There are huge implications for U.S. and high-income countries, as well as low- and middle-income countries. It’s a source of protein that doesn’t require as much water, which is important. It is beneficial for addressing undernutrition, and the double burden of disease; in Africa there is diabetes and cardiovascular disease while there is still undernutrition and deficiencies. Peanuts can be grown locally. They are grown typically in Africa by women, which can empower women. They are culturally acceptable, so we don’t have to try encouraging a new product.
In the Sustainable Development Goals 2015, 190 world leaders committed to 17 goals to reduce poverty, inequality, injustice, and climate change related to nutrition and sustainability. The World in 2050 goal is that by 2050, we can provide a global population of nearly 10 billion a healthy and sustainable diet. We have nearly 1 billion undernourished people in the world and 2 billion are obese, and we are not meeting the Paris Climate Agreement for global warming.
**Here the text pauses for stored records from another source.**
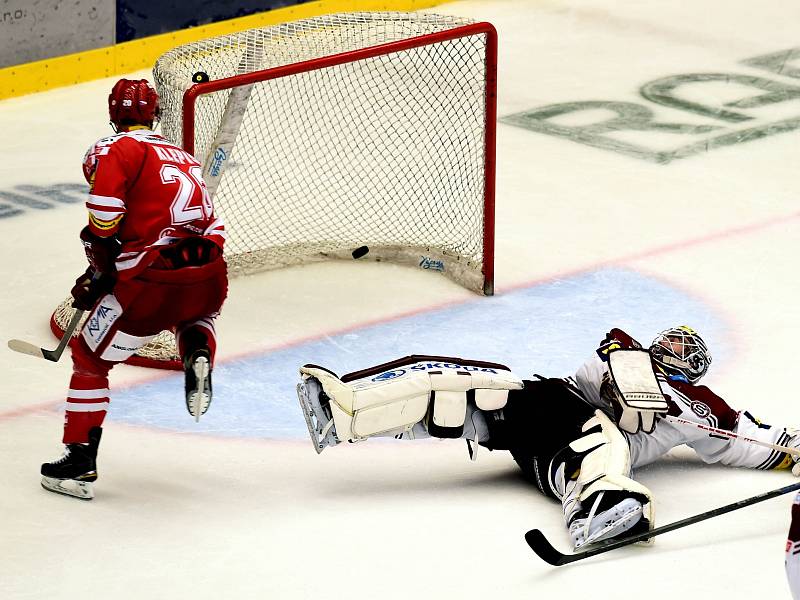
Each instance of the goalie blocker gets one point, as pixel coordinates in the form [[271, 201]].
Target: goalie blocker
[[573, 452]]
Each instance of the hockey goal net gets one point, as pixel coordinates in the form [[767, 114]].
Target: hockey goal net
[[346, 135]]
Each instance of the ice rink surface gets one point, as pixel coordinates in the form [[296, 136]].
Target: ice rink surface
[[603, 219]]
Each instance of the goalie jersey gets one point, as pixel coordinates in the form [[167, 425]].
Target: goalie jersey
[[691, 402]]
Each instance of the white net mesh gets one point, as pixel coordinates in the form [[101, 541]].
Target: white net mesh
[[386, 152]]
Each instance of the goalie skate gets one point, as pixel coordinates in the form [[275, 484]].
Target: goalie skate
[[316, 410], [605, 525]]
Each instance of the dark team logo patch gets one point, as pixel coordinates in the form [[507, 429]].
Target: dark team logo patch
[[701, 409], [387, 375]]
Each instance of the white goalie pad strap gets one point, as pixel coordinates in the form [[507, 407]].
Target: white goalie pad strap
[[396, 399], [636, 389]]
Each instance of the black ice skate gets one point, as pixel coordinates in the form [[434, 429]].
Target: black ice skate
[[317, 412], [197, 369], [73, 473]]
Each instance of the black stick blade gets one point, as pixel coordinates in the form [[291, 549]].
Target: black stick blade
[[544, 549]]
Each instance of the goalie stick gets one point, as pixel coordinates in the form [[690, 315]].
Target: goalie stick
[[733, 436], [545, 550], [53, 355]]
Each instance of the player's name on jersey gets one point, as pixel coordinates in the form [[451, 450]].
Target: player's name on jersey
[[753, 113], [176, 155], [24, 199]]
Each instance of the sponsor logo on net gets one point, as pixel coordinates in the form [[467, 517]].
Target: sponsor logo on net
[[216, 164], [428, 366]]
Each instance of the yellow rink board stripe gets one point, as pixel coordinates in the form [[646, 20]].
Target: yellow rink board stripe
[[139, 54]]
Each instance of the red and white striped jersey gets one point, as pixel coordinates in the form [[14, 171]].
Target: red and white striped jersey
[[150, 194]]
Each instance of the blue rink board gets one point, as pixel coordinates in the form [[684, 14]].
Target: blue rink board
[[549, 329]]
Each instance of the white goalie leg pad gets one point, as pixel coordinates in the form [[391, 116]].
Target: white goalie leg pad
[[599, 499], [390, 401]]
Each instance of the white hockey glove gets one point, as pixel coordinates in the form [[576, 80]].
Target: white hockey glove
[[632, 390]]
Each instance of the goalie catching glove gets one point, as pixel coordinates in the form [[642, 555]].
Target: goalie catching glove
[[391, 398]]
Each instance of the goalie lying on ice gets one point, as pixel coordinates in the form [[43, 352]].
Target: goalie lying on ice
[[576, 445]]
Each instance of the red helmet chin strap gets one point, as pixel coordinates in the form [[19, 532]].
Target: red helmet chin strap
[[132, 102]]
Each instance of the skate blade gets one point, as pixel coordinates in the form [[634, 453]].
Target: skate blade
[[83, 490], [620, 526], [199, 400]]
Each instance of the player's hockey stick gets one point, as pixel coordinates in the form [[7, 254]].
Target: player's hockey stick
[[732, 435], [545, 550], [54, 355]]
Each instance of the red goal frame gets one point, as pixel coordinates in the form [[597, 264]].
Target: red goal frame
[[192, 93]]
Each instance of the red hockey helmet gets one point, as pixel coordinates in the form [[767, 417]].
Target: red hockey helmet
[[132, 102]]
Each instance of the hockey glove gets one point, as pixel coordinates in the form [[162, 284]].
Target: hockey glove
[[100, 252], [88, 290]]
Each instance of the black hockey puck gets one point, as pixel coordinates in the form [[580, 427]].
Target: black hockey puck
[[360, 251]]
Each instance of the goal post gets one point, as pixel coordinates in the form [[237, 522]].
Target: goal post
[[345, 131], [342, 136]]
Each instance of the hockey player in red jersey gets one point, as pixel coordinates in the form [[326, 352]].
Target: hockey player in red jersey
[[792, 559], [154, 247], [577, 439]]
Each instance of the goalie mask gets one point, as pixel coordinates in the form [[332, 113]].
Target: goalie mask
[[681, 353]]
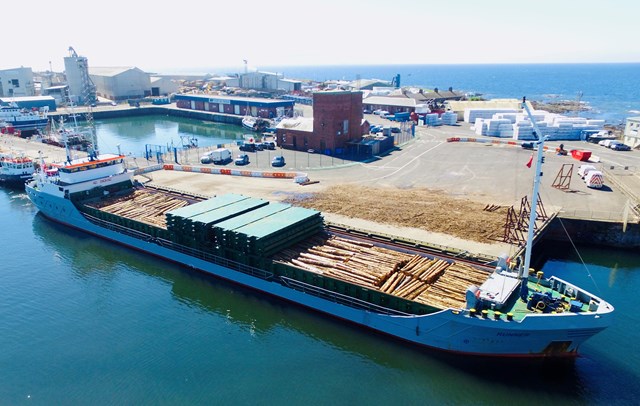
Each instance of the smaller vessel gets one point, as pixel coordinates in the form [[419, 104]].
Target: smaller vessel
[[255, 123], [26, 121], [15, 169]]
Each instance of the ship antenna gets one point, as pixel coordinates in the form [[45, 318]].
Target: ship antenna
[[524, 272]]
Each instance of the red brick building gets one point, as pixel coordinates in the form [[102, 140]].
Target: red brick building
[[337, 122]]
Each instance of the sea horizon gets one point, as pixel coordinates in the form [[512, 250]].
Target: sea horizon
[[611, 91]]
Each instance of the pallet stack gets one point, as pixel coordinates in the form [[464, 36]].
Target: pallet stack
[[273, 233], [180, 223]]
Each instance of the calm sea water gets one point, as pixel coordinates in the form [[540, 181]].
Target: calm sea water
[[84, 321], [135, 135], [611, 90]]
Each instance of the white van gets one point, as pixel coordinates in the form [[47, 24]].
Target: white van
[[594, 179], [218, 156], [583, 170]]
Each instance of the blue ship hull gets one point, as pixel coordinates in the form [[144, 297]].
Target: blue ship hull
[[453, 330]]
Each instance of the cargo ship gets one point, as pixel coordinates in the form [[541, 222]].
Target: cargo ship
[[287, 252], [15, 169]]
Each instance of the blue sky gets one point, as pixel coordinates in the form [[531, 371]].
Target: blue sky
[[166, 36]]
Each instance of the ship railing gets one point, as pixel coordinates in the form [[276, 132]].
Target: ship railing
[[340, 298], [227, 263]]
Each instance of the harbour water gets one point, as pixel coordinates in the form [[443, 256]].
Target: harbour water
[[136, 134], [84, 321]]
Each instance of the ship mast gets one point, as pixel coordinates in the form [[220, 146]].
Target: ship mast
[[524, 272]]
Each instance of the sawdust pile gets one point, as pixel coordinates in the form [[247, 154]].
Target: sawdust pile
[[428, 210]]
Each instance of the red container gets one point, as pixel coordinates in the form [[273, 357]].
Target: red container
[[581, 155]]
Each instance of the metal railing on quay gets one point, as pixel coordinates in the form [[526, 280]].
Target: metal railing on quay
[[609, 216]]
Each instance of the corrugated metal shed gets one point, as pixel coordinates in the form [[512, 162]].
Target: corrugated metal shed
[[29, 102], [244, 101], [390, 101], [298, 124]]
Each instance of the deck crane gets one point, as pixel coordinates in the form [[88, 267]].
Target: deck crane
[[539, 143]]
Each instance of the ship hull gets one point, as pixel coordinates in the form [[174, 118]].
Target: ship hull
[[535, 335], [16, 181]]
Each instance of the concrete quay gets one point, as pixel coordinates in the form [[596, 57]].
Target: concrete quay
[[488, 173]]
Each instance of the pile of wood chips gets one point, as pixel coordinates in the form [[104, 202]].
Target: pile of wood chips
[[424, 209]]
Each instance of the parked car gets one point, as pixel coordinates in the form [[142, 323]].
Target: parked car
[[583, 170], [278, 161], [220, 156], [619, 146], [242, 159], [248, 147]]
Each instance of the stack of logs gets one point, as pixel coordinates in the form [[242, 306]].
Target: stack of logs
[[142, 205], [430, 281]]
Animal-based foods are associate with weight gain, increased risks of disease, and they are less environmentally sustainable. The benefits of plant-based foods, such as nuts and peanuts, are clear.
Image: Thai Tempeh Noodle Skillet, Sharon Palmer, RDN
Nice post and nice read very interesting and informative i really like it thanks for share.
All very interesting and fascinating statistics. The evidence for the health benefits of a diet focused on plants just keeps piling up! And I too had read that the Nutrition Guidelines had mentioned environmental sustainability as a reason to eat less meat, but I was not aware of the process of Congressional oversight that led to its removal. That’s unfortunate, and I too hope the 2020 Guidelines include that. Great article!